Usually, instead of being offered such an opportunity, one must seek out funding for a proposed project. Quick is no stranger to the process of searching and applying for funding. Having been met with both acceptance and declination for past proposals, she has advice to offer anyone considering or preparing a project proposal. “Utilizing all available resources is crucial,” she says. “There are services available on campus, many of which are provided by the Office of Sponsored Programs & Research,  that will assist scholars in figuring out how to best articulate their funding requests. The OSPR staff has had considerable experience in assisting researchers in proposal preparation and can offer guidance on all aspects of the application process.”

When it comes to applying for monetary support, Quick advises faculty members to carefully identify all components of a project that interest different funding sources. An individual component may appeal to a specific funding source based on that organization’s research specialization. It is therefore possible to seek multiple sources of funding for individual components of a proposal.

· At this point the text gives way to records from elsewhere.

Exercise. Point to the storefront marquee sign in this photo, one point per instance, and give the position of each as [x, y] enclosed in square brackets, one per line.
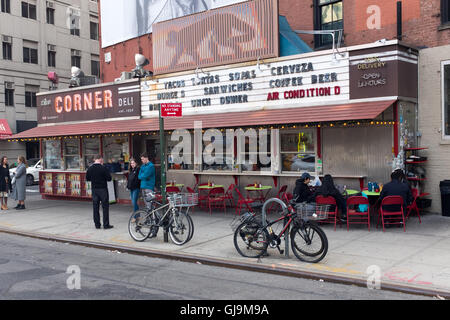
[301, 82]
[171, 110]
[81, 104]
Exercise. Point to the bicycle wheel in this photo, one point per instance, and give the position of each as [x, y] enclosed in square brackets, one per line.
[250, 240]
[180, 228]
[309, 243]
[140, 225]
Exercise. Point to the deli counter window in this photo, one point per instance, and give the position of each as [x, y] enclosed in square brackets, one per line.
[116, 153]
[298, 152]
[91, 148]
[52, 154]
[72, 154]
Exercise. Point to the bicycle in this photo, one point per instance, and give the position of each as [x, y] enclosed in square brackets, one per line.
[145, 223]
[308, 241]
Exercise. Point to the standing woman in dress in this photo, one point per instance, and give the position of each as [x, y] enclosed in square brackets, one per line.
[5, 182]
[134, 184]
[20, 183]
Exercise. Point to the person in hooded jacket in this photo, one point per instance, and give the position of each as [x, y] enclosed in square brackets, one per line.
[134, 184]
[329, 189]
[302, 193]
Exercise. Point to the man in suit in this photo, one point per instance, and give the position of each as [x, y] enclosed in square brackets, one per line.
[99, 176]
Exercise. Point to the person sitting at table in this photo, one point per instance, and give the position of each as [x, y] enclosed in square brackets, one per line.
[329, 189]
[396, 188]
[302, 192]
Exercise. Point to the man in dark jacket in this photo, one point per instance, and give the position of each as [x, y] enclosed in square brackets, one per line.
[396, 188]
[99, 176]
[302, 192]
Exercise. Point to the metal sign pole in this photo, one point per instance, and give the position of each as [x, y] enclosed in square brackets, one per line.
[163, 165]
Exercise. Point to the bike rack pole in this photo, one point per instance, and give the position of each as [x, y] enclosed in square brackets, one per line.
[286, 235]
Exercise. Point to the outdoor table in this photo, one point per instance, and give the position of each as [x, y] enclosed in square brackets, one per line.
[260, 190]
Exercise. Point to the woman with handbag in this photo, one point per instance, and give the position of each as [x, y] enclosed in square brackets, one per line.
[5, 182]
[134, 183]
[19, 187]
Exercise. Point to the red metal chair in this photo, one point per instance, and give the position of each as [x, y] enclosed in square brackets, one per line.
[216, 199]
[229, 195]
[360, 217]
[254, 194]
[332, 215]
[279, 195]
[243, 202]
[391, 217]
[172, 189]
[413, 206]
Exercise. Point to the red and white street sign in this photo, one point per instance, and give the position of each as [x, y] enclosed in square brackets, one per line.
[171, 110]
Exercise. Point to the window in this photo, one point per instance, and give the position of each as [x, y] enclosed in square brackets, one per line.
[116, 153]
[50, 16]
[298, 150]
[328, 17]
[446, 96]
[52, 154]
[9, 94]
[445, 11]
[180, 145]
[51, 56]
[30, 96]
[74, 15]
[76, 61]
[255, 150]
[95, 66]
[28, 10]
[91, 147]
[72, 154]
[218, 150]
[7, 50]
[6, 6]
[30, 55]
[94, 30]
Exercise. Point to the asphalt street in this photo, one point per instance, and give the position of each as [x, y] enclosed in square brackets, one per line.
[47, 270]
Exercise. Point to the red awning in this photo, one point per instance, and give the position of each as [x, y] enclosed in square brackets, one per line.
[351, 111]
[5, 130]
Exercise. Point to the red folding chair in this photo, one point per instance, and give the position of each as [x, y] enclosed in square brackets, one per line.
[216, 199]
[413, 206]
[229, 195]
[243, 202]
[279, 195]
[332, 215]
[352, 212]
[172, 189]
[391, 217]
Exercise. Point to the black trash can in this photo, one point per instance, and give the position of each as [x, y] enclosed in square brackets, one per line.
[445, 197]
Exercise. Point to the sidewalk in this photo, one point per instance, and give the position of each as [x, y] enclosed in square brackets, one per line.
[415, 261]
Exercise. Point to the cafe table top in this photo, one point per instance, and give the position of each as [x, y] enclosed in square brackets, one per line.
[352, 192]
[253, 188]
[371, 193]
[211, 186]
[179, 185]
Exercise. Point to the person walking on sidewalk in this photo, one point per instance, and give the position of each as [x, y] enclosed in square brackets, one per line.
[147, 177]
[99, 176]
[134, 184]
[19, 183]
[5, 182]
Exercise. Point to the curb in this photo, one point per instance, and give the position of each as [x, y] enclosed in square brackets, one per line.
[255, 267]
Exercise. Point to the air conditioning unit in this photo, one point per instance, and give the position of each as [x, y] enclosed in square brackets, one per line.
[7, 39]
[126, 75]
[76, 53]
[9, 85]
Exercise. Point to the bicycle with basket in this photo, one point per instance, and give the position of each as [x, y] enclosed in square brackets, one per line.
[173, 217]
[253, 236]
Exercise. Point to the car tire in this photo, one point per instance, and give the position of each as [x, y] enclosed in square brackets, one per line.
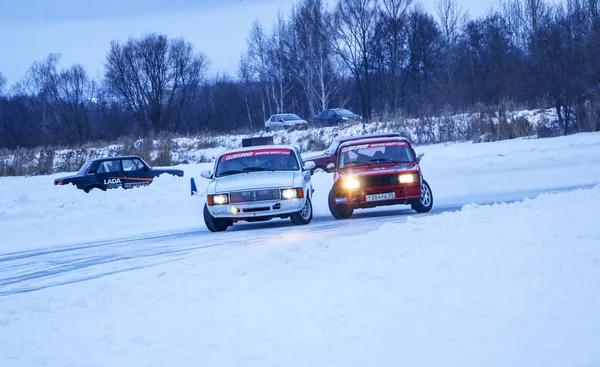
[214, 224]
[425, 203]
[339, 211]
[304, 216]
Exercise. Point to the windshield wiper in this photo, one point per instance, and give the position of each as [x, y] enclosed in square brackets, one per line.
[386, 160]
[355, 163]
[227, 173]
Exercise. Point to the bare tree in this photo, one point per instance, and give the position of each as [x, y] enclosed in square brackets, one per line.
[279, 62]
[67, 95]
[155, 77]
[391, 37]
[313, 61]
[452, 17]
[355, 22]
[2, 83]
[258, 64]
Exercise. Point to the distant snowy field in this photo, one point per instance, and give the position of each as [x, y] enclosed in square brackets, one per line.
[34, 213]
[502, 285]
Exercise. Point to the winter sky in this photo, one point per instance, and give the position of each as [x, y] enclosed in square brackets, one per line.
[81, 30]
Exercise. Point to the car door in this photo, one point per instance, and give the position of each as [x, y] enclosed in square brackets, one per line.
[135, 173]
[110, 174]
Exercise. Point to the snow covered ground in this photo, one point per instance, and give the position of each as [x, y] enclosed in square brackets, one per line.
[205, 148]
[132, 278]
[34, 213]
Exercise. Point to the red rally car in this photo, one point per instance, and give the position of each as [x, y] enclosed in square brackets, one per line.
[375, 172]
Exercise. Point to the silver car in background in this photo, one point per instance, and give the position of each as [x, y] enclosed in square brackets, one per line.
[284, 121]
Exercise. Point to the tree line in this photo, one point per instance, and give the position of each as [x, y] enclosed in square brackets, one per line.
[380, 58]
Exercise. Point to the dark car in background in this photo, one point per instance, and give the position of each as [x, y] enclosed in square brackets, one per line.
[330, 155]
[114, 172]
[335, 116]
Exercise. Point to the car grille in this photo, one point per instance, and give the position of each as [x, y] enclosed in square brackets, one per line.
[254, 195]
[384, 180]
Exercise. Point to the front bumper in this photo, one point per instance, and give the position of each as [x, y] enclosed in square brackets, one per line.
[403, 194]
[260, 209]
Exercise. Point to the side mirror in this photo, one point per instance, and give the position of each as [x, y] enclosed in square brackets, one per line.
[308, 165]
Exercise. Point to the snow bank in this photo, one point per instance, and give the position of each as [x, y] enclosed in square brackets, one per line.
[503, 285]
[34, 213]
[202, 148]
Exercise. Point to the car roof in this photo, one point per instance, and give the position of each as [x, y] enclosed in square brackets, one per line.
[258, 147]
[343, 139]
[373, 140]
[115, 158]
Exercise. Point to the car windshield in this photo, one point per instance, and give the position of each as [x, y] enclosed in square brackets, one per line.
[84, 168]
[375, 153]
[256, 160]
[333, 147]
[343, 112]
[290, 117]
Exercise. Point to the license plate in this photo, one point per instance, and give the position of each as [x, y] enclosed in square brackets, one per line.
[378, 197]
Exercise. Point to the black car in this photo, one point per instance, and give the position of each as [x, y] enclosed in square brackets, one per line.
[335, 116]
[114, 172]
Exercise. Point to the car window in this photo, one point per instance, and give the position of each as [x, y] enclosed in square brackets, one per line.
[83, 170]
[364, 154]
[257, 160]
[132, 165]
[290, 117]
[342, 111]
[333, 147]
[109, 166]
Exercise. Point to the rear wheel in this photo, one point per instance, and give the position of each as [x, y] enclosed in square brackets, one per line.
[339, 211]
[214, 224]
[304, 216]
[425, 203]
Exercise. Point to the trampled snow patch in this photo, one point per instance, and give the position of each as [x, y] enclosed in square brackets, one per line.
[36, 214]
[503, 285]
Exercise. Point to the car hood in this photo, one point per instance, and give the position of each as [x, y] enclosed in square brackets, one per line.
[379, 169]
[314, 157]
[255, 180]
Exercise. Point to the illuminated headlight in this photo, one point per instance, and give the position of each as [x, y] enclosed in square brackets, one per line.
[350, 183]
[407, 178]
[220, 199]
[288, 194]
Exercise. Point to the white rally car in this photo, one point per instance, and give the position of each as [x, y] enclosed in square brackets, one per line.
[258, 183]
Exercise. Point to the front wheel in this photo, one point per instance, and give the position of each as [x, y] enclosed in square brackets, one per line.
[318, 169]
[304, 216]
[339, 211]
[425, 203]
[214, 224]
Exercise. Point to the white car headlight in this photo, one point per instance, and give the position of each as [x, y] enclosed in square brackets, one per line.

It is especially important not to be discouraged by declination, she says. “Look at each rejection as a learning opportunity by carefully reviewing all recommendations made and integrating the advice received into subsequent submissions. Depending on the guidelines of the institutions from which funding is being sought, applicants may wish to consider submitting their proposals early. In some cases, early submission will allow for feedback that may be incorporated into proposals before the final deadline. To maximize the chances for success, be sure to take advantage of as many opportunities for guidance and peer review as possible.” 

Quick intends to write at least one article about her upcoming experiences in Russia. Her time overseas will allow her to further explore and develop her dramaturgic interests through conversation with Russia’s theatrical specialists. This acquired knowledge she will be able to apply locally so as to further enrich the university’s program for the theatre arts.

Perhaps now more than ever, facilitating communication and cooperation between different societies and nations is of undeniable importance. The arts can serve as common ground on which cultural relationships are founded and nurtured. Quick’s Fulbright award will enable both her and the campus community at large to lay the foundation for future efforts at collaboration and artistic exchange across international borders.